You may have heard your doctor or nurse say it. But what is normal?

New blood pressure guidelines were recently released by the American College of Cardiology/American Heart Association Task Force. The goal was to update the prior guidelines released in 2003 by the Joint National Commission on Prevention, Detection, Evaluation, and Treatment of High Blood Pressure.

“In the past, if you were between 120-139 and 80-90, you were considered as having prehypertension,” says Jennifer Beach, MD, a primary care physician at Beth Israel Deaconess Medical Center’s (BIDMC) Healthcare Associates primary care practice. “Now the guidelines separate 120-129 over 80 or more as ‘elevated’ and 130-139 over 80-89 as Stage 1. What was previously Stage 1, more than 140 over more than 90, is now Stage 2. This change was brought about to emphasize the importance of recognizing elevated blood pressures earlier in life and treating them to prevent complications.”

For those who now fall into an “elevated” stage, it does not necessarily mean taking medication will become part of your daily routine.  

“Lifestyle change is recommended for patients who fall between 120-139 over 80-89,” says Dr. Beach. “It can potentially delay or reduce your need for medication. That said, lifestyle changes are often hard to maintain. Realistic goals and expectations are important.”  

The new guidelines suggest medication for Stage 1 hypertension (130-139 over 80-89) only if a patient has already had a heart attack or stroke, or is at high risk of heart attack or stroke based on age, has diabetes, chronic kidney disease, or other risk factors.  

Dr. Beach also stresses the importance of an accurate diagnosis of high blood pressure. Some people who arrive at a doctor’s appointment just got out of stressful, heavy traffic or had a caffeinated beverage, both of which can raise your blood pressure. Some prescription and non-prescription medications can also raise your levels. Others experience “white coat” syndrome, feeling anxious in a medical environment that results in an abnormally high blood pressure.

“I recommend that decisions about treating high blood pressure, by lifestyle or by medication, be made only after several readings which are properly taken and have consistently shown elevated levels,” says Dr. Beach.
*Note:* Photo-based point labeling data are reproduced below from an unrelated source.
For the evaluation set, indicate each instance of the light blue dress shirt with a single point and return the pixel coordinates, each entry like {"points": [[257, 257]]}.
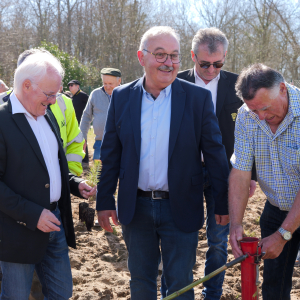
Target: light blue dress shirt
{"points": [[155, 132]]}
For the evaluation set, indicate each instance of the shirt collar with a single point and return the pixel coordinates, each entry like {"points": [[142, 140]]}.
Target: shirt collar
{"points": [[198, 77], [165, 92], [103, 89], [17, 107]]}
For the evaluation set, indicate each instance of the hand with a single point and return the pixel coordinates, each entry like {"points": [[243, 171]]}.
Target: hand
{"points": [[103, 219], [252, 188], [85, 190], [47, 221], [236, 235], [272, 245], [222, 219]]}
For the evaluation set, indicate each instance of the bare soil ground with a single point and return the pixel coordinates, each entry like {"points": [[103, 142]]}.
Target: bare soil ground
{"points": [[99, 264]]}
Her recommendations for accurate readings include:

  • Check your pressure after sitting quietly for five minutes with your back supported and your feet flat on the ground.  
  • Make sure the blood pressure cuff is appropriately sized for your arm and placed over bare skin with the arm supported approximately at heart level.  
  • Monitor blood pressure at home or use an ambulatory blood pressure device for 24 hours before confirming a new diagnosis of hypertension.

Most importantly, Dr. Beach recommends that patients be honest with their physicians about their lifestyle, including diet, exercise, alcohol consumption, and tobacco smoking habits. If blood pressure medication is prescribed, it’s important to take it consistently.

“Medical knowledge is an evolving science,” says Dr. Beach. “These guidelines are based on the opinions of a wide range of experts based on their interpretation of the best current data available. Like many things in medicine, this may and likely will change again in the future as more studies are done and our understanding of the human condition advances and becomes more sophisticated.”